Charlotte’s first poet laureate creates ‘music in language’ through his love of poetry
When Junious “Jay” Ward was in sixth grade, he entered a writing contest at his school in a tiny North Carolina town north of Rocky Mount.
This was in the early 1980s, around the same time of major restoration work for the Statue of Liberty. A local radio station wanted kids from his grade level to write songs or poems about bringing awareness to the restoration.
Ward won the contest after writing a rap song and recording it on a cassette tape. ”The process of writing it awakened something in me, and I started pursuing rap and writing poems.”
Accolades of a different kind came in April, when the slam poet and poetry advocate was named the city of Charlotte’s first poet laureate at an event hosted by Blumenthal Performing Arts.
Poet laureate finalists were assessed not just on their past literary experience, but their advocacy for the arts and their ability to fulfill duties of the role. The two-year post comes with a $2,000 stipend from the city.

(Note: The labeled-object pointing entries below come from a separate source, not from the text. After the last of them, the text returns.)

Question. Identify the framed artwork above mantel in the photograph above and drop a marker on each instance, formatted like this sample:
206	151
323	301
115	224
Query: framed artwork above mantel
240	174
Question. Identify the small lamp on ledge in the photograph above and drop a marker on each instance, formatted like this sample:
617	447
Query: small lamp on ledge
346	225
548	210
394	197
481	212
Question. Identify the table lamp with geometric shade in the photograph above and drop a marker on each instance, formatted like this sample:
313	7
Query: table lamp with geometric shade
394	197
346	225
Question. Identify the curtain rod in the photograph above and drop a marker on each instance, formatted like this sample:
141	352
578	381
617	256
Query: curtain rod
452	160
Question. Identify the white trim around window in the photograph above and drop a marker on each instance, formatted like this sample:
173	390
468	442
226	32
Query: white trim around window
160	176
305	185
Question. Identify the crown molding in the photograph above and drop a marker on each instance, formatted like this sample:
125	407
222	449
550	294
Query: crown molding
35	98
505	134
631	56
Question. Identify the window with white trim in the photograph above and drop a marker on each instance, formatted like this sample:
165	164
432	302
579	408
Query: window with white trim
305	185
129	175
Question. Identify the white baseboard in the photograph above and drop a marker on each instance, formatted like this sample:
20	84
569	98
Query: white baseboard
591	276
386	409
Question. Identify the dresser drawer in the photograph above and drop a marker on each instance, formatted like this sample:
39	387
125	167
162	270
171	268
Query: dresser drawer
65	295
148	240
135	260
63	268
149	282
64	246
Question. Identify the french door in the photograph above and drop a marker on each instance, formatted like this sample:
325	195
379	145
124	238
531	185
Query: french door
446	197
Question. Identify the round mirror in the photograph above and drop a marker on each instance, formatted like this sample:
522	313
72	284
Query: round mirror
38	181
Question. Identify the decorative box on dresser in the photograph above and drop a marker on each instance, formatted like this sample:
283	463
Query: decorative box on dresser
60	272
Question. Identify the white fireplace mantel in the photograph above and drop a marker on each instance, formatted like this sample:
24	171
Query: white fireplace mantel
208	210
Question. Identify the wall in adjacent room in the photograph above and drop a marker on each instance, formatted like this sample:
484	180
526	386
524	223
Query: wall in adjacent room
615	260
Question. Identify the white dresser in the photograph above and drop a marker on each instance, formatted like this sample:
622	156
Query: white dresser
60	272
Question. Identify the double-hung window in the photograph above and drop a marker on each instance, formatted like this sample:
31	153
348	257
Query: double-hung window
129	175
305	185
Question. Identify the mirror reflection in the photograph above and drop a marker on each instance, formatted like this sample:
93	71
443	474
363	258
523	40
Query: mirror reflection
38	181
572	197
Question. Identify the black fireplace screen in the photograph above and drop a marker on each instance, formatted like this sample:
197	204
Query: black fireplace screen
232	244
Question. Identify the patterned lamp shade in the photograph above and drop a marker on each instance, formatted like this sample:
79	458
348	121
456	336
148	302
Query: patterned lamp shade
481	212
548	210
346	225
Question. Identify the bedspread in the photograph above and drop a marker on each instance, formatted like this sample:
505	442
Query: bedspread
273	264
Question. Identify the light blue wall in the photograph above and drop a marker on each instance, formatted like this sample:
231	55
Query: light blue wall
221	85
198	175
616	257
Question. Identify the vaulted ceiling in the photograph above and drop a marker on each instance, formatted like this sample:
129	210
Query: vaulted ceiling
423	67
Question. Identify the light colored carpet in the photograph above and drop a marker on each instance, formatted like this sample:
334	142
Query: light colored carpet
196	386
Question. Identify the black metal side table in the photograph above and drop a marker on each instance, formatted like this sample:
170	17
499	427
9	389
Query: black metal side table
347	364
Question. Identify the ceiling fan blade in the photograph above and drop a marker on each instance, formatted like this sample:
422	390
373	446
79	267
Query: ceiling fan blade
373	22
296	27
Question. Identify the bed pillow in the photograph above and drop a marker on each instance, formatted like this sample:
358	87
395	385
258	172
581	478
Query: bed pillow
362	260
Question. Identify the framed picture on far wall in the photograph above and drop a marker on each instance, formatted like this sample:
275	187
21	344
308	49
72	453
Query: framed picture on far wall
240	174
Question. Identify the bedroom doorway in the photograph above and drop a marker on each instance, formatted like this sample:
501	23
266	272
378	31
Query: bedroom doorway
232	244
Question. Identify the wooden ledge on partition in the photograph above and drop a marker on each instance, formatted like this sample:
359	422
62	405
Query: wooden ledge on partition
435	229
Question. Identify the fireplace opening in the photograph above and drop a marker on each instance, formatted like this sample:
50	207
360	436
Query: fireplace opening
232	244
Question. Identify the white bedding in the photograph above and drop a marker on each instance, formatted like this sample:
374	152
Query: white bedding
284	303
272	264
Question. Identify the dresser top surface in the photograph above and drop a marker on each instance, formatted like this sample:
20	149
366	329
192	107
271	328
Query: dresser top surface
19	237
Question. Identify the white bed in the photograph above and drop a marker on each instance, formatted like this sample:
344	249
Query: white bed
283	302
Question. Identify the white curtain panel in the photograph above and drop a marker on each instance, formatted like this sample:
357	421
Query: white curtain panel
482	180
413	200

Ward said he is taking it upon himself as the city’s first poet laureate to help define the role “to figure out what’s possible, and to create pathways to success for future poet laureates.”
Lessons from Langston Hughes
Ward, 47, was born in Poughkeepsie, N.Y. When he was 5, his family moved to Rich Square, a 3-mile-square town about an hour’s drive northeast of Rocky Mount.
He credits his middle school English teacher, Cecilia Tudors, for exposing him to Langston Hughes and other Harlem Renaissance giants.
“Langston Hughes infused the rhymes of jazz into his cadence,” he said. “I was drawn to that. I didn’t know what that meant at the time, but it sounded really cool.”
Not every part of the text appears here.